When Couchbase Server detects that the document doesn’t look like JSON, it will keep it as is, and later expose it in Base64 form when someone will try to inspect its value. Our map function will be simple: pick few bytes from header, and lookup in magic database (you can find these numbers in format specs). In this example it will be enough to pick first eight bytes, because our database knows only about three image formats: JPEG, PNG and GIF.

function (doc, meta) {
  if (meta.type == "base64") {
    var cmp = function(ref, val) {
      for (var i = 0, l = ref.length; i < l; ++i) {
        if (ref[i] != val[i]) {
          return false;
        }
      }
      return true;
    };

    var database = [
      {type: "image/png", magic: [0x89, 0x50, 0x4e, 0x47, 0x0d, 0x0a, 0x1a, 0x0a]},
      {type: "image/jpeg", magic: [0xff, 0xd8]},
      {type: "image/gif", magic: [0x47, 0x49, 0x46, 0x38, 0x37, 0x61]},
      {type: "image/gif", magic: [0x47, 0x49, 0x46, 0x38, 0x39, 0x61]},
    ]
    var binary = decodeBase64(doc);
    var header = binary.slice(0, 8);
    for (var i = 0, l = database.length; i < l; ++i) {
      if (cmp(database[i].magic, header)) {
        emit(meta.id, database[i].type);
        return;
      }
    }
    emit(meta.id, "application/octect-stream");
  }
}

Pay attention to following aspects in this snippet. First, the document type for binary non-json document will be "base64". Second, you don’t allowed to define your functions on the top-level of the javascript code, there should be only one anonymous function (map function), but you can define them anywhere else, like I’ve done it if the document considered in Base64 encoding. And the latest one, and probably most important here, decodeBase64 function. This is built-in function, along with emit, sum and dateToArray. It accepts a string in Base64 format and returns array of bytes.

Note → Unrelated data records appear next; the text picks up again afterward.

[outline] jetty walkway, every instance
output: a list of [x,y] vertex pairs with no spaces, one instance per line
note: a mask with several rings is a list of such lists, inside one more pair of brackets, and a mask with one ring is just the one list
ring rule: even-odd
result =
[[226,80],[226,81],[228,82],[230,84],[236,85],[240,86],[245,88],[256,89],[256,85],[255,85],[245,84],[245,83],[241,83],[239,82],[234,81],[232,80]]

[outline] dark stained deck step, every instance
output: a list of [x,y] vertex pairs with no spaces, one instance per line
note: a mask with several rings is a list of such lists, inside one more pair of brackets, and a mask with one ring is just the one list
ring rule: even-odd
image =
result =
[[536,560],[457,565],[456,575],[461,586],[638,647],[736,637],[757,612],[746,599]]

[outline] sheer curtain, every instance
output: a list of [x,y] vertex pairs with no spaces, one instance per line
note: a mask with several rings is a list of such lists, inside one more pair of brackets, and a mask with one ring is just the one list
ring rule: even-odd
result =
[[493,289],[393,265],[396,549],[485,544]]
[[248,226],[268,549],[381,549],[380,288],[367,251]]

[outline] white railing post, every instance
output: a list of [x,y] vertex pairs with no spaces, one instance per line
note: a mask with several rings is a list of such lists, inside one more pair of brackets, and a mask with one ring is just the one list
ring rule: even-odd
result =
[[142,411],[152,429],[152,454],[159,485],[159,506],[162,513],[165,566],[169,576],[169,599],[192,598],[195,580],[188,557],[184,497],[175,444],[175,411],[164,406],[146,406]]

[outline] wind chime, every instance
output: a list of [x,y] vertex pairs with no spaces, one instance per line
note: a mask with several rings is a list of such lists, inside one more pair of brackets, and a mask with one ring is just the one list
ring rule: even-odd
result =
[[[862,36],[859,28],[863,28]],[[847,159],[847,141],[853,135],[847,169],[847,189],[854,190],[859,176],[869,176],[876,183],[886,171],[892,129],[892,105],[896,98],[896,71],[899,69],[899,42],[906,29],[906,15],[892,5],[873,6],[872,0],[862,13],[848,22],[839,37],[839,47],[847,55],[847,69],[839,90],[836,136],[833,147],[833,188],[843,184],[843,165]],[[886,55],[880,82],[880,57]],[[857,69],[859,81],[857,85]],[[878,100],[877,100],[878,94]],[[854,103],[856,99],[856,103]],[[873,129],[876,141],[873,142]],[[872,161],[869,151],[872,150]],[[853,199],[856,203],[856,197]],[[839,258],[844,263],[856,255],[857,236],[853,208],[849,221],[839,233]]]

Now lets save our view as _design/binary/_view/mime and execute with following ruby code:

require 'couchbase'

conn = Couchbase.connect(:bucket => "avatars")
conn.design_docs["binary"].mime(:stale => false).each do |row|
  printf "%s => %s\n", row.id, row.value
end

On my bucket, the output looks like this:

$ ruby execute.rb
./execute.rb => application/octect-stream
./glider.gif => image/gif
./glider.jpg => image/jpeg
./glider.png => image/png
./populate.rb => application/octect-stream